In my Fluid Mechanics class, we arrived at an equation for 2D compressible flow (using perturbation theory):
$$\left(1-M^{2}\right)\frac{\partial^{2}\phi}{\partial x^{2}}+\frac{\partial^{2}\phi}{\partial y^{2}}=0$$
where $\phi$ is the perturbed fluid potential ($\vec v=\vec U+\vec\nabla(\phi)$), $\vec U=U\vec e_{x}$ is a constant flow and $M=U/c_s$ is the Mach number.
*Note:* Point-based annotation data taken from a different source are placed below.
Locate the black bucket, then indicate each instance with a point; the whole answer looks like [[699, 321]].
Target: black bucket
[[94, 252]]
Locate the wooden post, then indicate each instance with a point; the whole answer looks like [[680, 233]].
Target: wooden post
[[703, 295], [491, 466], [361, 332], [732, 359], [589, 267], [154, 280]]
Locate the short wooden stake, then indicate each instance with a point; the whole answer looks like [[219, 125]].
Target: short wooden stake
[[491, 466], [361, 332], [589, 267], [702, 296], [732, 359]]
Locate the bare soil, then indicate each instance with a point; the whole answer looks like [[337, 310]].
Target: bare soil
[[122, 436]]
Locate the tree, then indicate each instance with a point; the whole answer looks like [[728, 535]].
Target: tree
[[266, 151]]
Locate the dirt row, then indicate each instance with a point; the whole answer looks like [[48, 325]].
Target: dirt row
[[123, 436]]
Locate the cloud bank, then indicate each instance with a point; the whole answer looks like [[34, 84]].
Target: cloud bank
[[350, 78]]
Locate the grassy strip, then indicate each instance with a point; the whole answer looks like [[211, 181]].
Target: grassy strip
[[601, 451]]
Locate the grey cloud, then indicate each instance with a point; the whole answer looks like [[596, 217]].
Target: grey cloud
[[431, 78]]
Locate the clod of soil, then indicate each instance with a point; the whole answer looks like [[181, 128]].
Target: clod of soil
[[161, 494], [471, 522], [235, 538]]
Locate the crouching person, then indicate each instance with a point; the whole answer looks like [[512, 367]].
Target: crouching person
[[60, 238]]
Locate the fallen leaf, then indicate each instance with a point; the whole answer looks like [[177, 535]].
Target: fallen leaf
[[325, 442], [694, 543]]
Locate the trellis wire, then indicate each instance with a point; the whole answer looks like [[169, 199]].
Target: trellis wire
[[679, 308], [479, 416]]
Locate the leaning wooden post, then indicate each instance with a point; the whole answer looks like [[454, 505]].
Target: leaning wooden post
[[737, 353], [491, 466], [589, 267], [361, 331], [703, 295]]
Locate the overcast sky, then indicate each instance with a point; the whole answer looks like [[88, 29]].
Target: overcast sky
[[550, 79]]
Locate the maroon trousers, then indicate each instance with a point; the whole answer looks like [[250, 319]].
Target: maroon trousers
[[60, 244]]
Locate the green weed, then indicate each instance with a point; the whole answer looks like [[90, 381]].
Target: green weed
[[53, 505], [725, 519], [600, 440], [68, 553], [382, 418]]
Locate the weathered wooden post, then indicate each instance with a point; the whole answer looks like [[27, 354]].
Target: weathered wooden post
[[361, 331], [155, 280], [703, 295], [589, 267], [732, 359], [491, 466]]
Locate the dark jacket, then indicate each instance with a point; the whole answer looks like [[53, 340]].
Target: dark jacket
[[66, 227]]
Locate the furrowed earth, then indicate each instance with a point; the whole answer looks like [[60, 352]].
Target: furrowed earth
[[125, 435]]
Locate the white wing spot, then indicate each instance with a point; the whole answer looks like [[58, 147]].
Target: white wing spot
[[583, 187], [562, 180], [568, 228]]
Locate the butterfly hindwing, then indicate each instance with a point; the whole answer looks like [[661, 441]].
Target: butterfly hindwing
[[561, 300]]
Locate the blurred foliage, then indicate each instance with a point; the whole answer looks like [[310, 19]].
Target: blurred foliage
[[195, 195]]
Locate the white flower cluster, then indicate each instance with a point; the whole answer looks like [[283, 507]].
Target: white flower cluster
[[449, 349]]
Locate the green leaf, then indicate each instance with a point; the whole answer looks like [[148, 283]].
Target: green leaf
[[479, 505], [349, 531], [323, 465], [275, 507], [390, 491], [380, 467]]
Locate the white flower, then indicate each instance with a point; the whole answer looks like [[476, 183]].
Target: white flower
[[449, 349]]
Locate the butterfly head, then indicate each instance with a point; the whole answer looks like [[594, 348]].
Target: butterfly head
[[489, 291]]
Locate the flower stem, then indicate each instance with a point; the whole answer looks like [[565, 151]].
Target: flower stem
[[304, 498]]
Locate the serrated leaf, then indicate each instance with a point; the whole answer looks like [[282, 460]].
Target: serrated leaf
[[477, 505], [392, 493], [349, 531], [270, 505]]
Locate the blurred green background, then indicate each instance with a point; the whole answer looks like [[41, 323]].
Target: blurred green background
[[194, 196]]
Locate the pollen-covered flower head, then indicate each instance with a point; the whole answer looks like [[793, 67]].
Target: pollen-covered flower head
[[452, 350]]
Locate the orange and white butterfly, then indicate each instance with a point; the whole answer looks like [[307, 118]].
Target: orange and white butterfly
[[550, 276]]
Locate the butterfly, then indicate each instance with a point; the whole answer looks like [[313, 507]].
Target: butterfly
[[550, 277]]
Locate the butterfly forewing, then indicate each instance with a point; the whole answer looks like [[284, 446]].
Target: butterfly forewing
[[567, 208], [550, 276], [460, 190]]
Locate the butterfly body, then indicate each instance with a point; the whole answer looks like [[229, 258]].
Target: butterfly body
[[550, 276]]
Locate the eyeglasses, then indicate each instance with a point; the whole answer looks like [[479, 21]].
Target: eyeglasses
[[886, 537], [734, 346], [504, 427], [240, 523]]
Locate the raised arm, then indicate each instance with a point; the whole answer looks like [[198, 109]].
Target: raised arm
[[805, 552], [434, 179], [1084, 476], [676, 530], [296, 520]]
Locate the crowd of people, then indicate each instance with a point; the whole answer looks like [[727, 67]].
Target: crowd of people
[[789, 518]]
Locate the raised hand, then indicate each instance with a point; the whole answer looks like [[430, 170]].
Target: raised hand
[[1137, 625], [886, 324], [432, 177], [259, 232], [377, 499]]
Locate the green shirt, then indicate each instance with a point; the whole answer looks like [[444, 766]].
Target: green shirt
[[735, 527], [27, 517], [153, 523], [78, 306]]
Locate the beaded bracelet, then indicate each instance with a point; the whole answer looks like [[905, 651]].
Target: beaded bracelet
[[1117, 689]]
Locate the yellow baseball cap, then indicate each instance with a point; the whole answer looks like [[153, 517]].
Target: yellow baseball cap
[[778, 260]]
I wanted to resolve this equation for an arbitrary contour defined by $$ f_\pm=\begin{cases}f(x) & \quad\text{if }x\in[0,l] \\ 0 & \quad \text{if } x\in]l,+\infty[\end{cases} $$
where $f_{+}$ is for $y>0$ and $f_{-}$ for $y<0$. and you also asume $\frac{df}{dx}\ll(\text{the other non pertubed quantities})$
My teacher only solved the supersonic case using the fact that for $M>1$ you get the wave equation. He found his boundary conditions like this:
$$\frac{df}{dx}=\tan(\alpha)=\frac{\nabla\phi|_{y}}{U+\nabla\phi|_{y}}$$
wich gives neglecting the quadratic perturbed quantities:
$$\frac{\partial\phi}{\partial y}|_{y=f'(x)}\simeq\frac{\partial\phi}{\partial y}_{y=0}\simeq Uf'(x).$$
My problem is that I have tried solving this equation (using Fourier transform) for a subsonic flow using the same boundary condition (and a bounded solution). And while I found a solution, this solution doesn't seem very physical or accurate when I plot it on python.
So I was wondering if my boundary conditions are incorrect and if they are what are the correct one?